For a decade, this man has roamed the city's multiple-use paths on his bike, terrorizing runners using those same paths. He has elbowed runners, charged at them, sworn at them, run his bike right through race watering stations and even ridden his bike through finish line tapes.
|Part of London's path system in Springbank Park|
The most serious offence, however, stems from him running a woman down from behind as she was jogging on one the multi-use paths in Springbank Park. The woman suffered a concussion, two broken ribs, black eyes and a strained neck as a result of this man's actions.
This was a man who was well-known within the running circle here in London and this same community has breathed a bit of a sigh of relief, now that he's been arrested and charged. My running instructor, Kathryn, has been verbally assaulted by this man while out on runs and describes him as a large man, six feet and likely around two hundred and fifty pounds who generally is wearing a unitard and t-shirt and is very intimidating. The title of this post is actually a quote from Kathryn, upon learning of this man's arrest, and the nickname she uses for this man has apparently been adopted by many in the running community who have either had confrontations with him or heard about him from other runners. It's a name he's earned not out of pettiness but more out of indignance and shock that he would engage in such repeated behaviour.

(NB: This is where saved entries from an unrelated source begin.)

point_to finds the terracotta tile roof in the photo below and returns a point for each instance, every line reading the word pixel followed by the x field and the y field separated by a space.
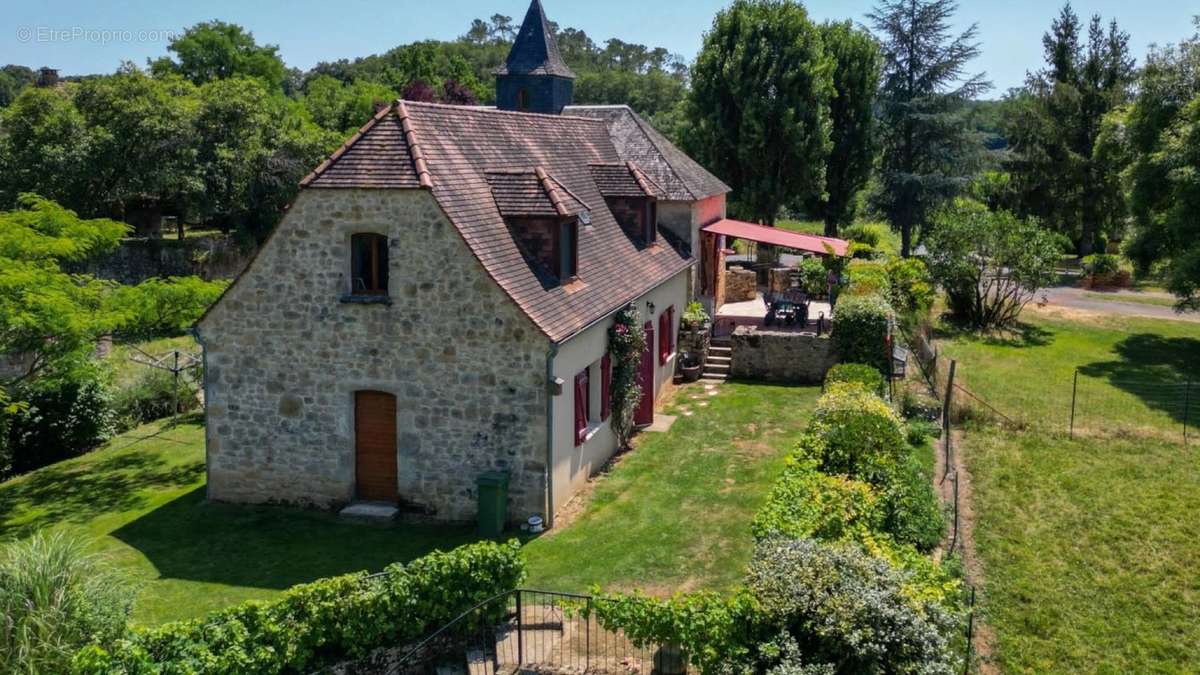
pixel 532 193
pixel 636 141
pixel 471 153
pixel 624 180
pixel 535 51
pixel 382 154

I personally have never encountered this man. I tend to stick to running routes in my neighbourhood, mainly for their proximity. My biggest safety issues so far are traffic and simply watching where I'm going. I tend to run with my head down (see November 12 "Head-down Running" post) and have had to sidestep pedestrians, tree limbs, puddles and parked cars at the last second, to avoid injury (and embarrassment!) Fortunately, though, I have not come across anyone who wished me harm, simply because he or she thought I might have been encroaching on their space, as I ran. To the contrary, generally the people I run across (but not over) are very supportive and friendly and quick to greet me with a smile, wave or a how's it going?

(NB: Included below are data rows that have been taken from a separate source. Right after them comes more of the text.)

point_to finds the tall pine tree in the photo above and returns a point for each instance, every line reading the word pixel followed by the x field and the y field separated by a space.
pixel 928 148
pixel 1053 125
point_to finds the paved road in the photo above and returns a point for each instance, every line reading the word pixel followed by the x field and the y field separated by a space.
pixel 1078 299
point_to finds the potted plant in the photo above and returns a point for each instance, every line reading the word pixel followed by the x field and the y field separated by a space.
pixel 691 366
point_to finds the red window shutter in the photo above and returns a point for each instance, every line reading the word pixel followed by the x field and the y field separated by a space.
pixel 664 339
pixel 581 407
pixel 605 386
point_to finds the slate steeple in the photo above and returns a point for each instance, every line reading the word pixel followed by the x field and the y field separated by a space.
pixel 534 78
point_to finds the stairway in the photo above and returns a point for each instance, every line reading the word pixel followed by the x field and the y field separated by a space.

|We should be able to co-exist.|
I applaud the woman above who bowed, wisely, to her intuition and common sense. All of us, as runners, should use both of these constantly. Until the last few days, I really only worried about accidental things happening to me while out running--things like sprained ankles, cramps, and heart attacks. I never considered wilful harm coming to me in any form. From now on, I will be more realistic.
In the meantime, happy and healthy running to you all!